Una anciana está sentada en un banco y arroja migas de pan al suelo. A su lado de pie un resignado empleado municipal de limpieza recoge entre suspiros cada una de las migas que la anciana arroja.
—En esta ciudad ya no quedan gorriones, señora. Han desaparecido. ¿Cuántas veces se lo tengo que decir? —El tono del empleado oscila entre irritado y condescendiente.
—Lo sé. En mi pueblo también desaparecieron los gorriones, ¿sabe? Pero allí no se dio cuenta nadie. Es que en mi pueblo despareció todo el mundo, ¿sabe usted?, así que ¿quién se iba a fijar en que también faltaban los pobres gorriones? Pero, eso sí, no vaya a pensar usted, yo seguí echándolos de comer todos los días, todos los días, ¿me oye?— En la cara de la anciana intenta dibujarse una sonrisa.
—Si ya sabe que no hay gorriones, entonces, ¿por qué se empeña en ensuciarme todos los días el suelo?
—Intento que vuelvan. Quiero que vuelvan. Necesitamos a los gorriones. Parece que todo el mundo está demasiado ocupado aquí y que solo yo me encargo de esta tarea.
—Por mucho pan que les eche no van a volver.
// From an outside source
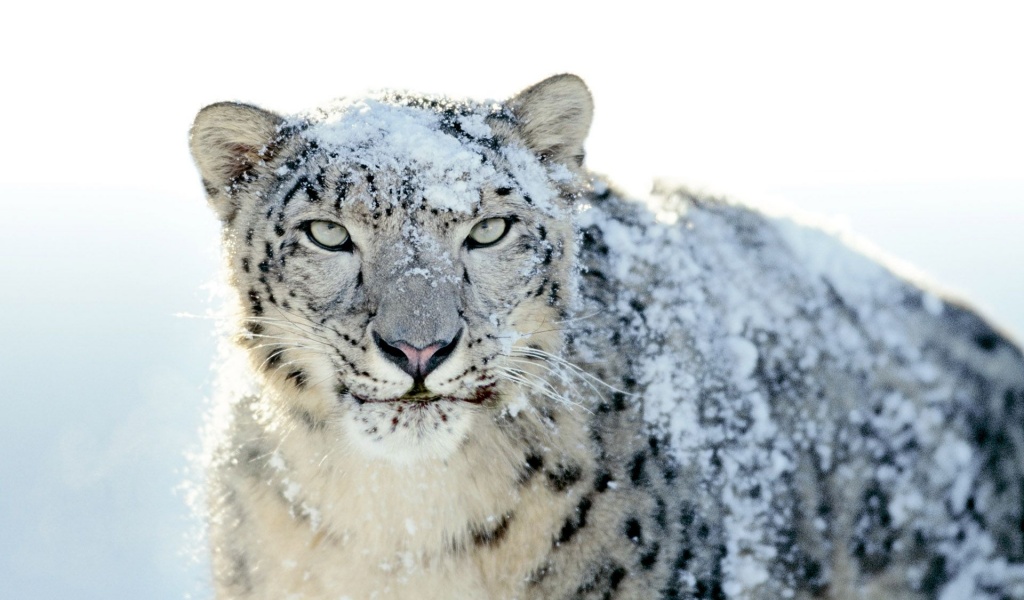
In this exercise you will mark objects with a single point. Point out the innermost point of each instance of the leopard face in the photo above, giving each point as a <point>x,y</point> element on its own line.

No hay gorriones, es un hecho. En los pueblos no sé, pero en las grandes ciudades no ocurren milagros.
—¿Milagros?¿Que sabrá usted de milagros? Para que ocurran milagros hay que rezar y rezar mucho—. A la anciana se le escapa un sentido suspiro. —Mi forma de rezar es tirar al suelo miguitas de pan. ¿Le gusta más así?
—Está como una cabra señora, ¿lo sabe, no?
—En mi pueblo primero desaparecieron las personas. Una tras otra todas las chimeneas del pueblo dejaron de echar de humo. Me quedé yo sola. Mi única compañía eran los gorriones. ¿Te parece triste? Pues espera, que ahora se pone peor. Todas las mañanas les echaba de comer miguitas de pan, pero cada día acudían menos. Un día ya no acudió ninguno y el pan de cada día empezó a formar una montaña en el patio.
—Y aquí pasaría lo mismo, menos mal que está un servidor…
—Entonces lo entendí: los gorriones se habían ido detrás de las personas siguiendo el camino de miguitas de pan hasta las grandes ciudades. Y para aquí que me vine…
—Ya, ya. De eso ya me he dado cuenta. —El empleado recoge las últimas migas meneando la cabeza.
—Al principio todo iba bien. Esta ciudad estaba llena de gorriones. Y el pan que les lanzaba casi no tocaba el suelo. Yo estaba rodeada de mis pequeños y alegres angelitos. Pero poco a poco empezaron a venir menos. La triste historia del pueblo empezaba a repetirse. Ahora los gorriones se marchaban, pero no siguiendo a la gente, sino huyendo de ella.
—Ya, bueno, señora las cosas cambian. La contaminación, la falta de zonas verdes, estos modernos edificios de acero y cristal…
—Ahora cuando arrojo pan al suelo no aparece nadie. Bueno…, apareces tú. Algo es algo, necesito ayuda para rezar a los gorriones.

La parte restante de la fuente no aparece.